Inside the World Economic Forum’s (WEF) Congress Center, sheltered from the snow and ice of Davos, this year’s theme of “Resilient Dynamism” spurred some provocative conversations at Davos about cybersecurity. We are witnessing a technology upheaval of our society and economy. Though cybersecurity is now a “mainstream” topic with the Davos crowd, cybersecurity policy is still in its nascent stage.
Cybersecurity was featured in sessions such as: Building Cyber Resilience; From Systemic Risks to Systemic Opportunities; Reinforcing Critical Infrastructure; and Digital Infrastructure. [Notes: Links are not available to the private sessions.]
Confirming the digital gender divide that I blogged about earlier, less than 9 percent of the cybersecurity presenters were women – lower than the overall 17 percent of 2013 Davos participants that are women.
Some speakers asserted that three types of cyber threats -- cyber criminals, state-sponsored cyber attackers, and cyber terrorists -- are each significantly different, and that “lumping them together as the same risk would be like saying that seeking medical care, hiring body guards, and getting a massage are the same. After all, they are all about taking care of your body.”
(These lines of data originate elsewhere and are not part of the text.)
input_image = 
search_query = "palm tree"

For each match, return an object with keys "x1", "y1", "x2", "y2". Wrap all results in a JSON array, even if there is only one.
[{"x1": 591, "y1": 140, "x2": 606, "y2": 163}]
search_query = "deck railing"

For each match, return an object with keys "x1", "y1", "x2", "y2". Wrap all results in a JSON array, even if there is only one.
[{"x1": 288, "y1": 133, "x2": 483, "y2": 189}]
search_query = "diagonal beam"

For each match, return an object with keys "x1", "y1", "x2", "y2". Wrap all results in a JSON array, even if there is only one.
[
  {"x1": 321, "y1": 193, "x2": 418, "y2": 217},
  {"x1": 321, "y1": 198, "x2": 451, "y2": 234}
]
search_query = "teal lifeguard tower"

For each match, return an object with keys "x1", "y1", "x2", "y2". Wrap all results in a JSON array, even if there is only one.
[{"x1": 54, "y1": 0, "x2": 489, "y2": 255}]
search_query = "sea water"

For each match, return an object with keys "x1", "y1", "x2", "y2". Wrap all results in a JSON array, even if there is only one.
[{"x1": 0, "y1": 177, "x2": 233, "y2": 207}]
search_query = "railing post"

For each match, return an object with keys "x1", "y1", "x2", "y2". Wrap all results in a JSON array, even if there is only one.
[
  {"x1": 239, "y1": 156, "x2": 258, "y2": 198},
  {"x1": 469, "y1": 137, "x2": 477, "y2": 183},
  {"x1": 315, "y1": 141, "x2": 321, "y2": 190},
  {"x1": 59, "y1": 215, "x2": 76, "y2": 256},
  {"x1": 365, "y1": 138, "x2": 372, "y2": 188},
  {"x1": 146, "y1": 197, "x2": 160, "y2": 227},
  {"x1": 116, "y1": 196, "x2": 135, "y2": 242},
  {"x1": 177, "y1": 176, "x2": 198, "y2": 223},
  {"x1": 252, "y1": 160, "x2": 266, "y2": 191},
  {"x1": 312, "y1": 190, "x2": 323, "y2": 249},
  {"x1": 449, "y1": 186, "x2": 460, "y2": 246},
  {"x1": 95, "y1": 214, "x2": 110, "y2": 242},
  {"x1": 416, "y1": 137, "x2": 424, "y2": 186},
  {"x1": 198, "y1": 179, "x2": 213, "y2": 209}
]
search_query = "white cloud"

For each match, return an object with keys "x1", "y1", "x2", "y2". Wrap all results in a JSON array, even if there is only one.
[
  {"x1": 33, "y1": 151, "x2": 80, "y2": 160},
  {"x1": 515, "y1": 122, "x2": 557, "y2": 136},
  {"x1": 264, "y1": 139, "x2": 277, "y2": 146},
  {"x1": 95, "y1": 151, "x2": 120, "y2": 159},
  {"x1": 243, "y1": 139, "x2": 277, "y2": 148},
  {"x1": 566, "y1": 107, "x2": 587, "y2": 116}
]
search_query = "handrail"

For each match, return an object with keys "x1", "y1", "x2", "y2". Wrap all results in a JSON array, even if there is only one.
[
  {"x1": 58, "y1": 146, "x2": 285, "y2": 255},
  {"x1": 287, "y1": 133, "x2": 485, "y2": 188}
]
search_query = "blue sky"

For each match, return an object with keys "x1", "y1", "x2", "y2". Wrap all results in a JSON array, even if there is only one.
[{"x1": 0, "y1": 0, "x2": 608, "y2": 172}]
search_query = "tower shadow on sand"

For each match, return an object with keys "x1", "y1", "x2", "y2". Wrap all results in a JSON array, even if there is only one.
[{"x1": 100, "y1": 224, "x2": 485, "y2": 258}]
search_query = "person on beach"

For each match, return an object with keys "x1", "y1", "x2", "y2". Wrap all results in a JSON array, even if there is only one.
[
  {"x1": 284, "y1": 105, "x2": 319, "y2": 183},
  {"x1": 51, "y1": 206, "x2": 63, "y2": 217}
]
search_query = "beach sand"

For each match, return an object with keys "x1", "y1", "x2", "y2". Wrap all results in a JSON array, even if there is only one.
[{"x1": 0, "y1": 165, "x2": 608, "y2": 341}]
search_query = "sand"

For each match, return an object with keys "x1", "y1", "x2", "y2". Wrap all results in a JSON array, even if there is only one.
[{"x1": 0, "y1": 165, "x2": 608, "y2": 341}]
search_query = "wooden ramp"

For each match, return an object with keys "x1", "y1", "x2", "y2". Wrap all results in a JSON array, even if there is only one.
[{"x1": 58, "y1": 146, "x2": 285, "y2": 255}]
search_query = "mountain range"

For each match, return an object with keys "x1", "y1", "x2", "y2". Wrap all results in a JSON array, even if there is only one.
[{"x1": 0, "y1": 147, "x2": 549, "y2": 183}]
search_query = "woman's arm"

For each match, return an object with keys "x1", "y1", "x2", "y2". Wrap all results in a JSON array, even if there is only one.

Considering the potential for “cyber-war,” some argued that government agencies need to become more involved in cybersecurity in a way that “convenes solvers rather than just passing laws and regulations.” In terms of government approaches to cybersecurity generally, they asserted correctly that cybersecurity requires policies based on flexibility and speed instead of the fixed rules that governments usually promulgate.
Others added that businesses need to be more transparent about attacks in order to educate other potential victims. People voicing this opinion asserted that boards of directors “should understand that cyber risks are among the top three risk issues they face” and should review their companies’ preparedness.
Many of the cybersecurity discussions summarized above built off of the WEF report, “Risk and Responsibility in a Hyperconnected World: Pathways to Global Cyber Resilience.”
Some of my favorite conversations in Davos were about the explosive growth of the Internet – which now has 2.4 billion users. Four percent of the world’s GDP is generated from the Internet and that number is expected to skyrocket. The Internet will enable changes in health care, energy and education that we can only begin to imagine. Effective cybersecurity and a flexible policy framework are the necessary preconditions to allow Internet innovation to thrive.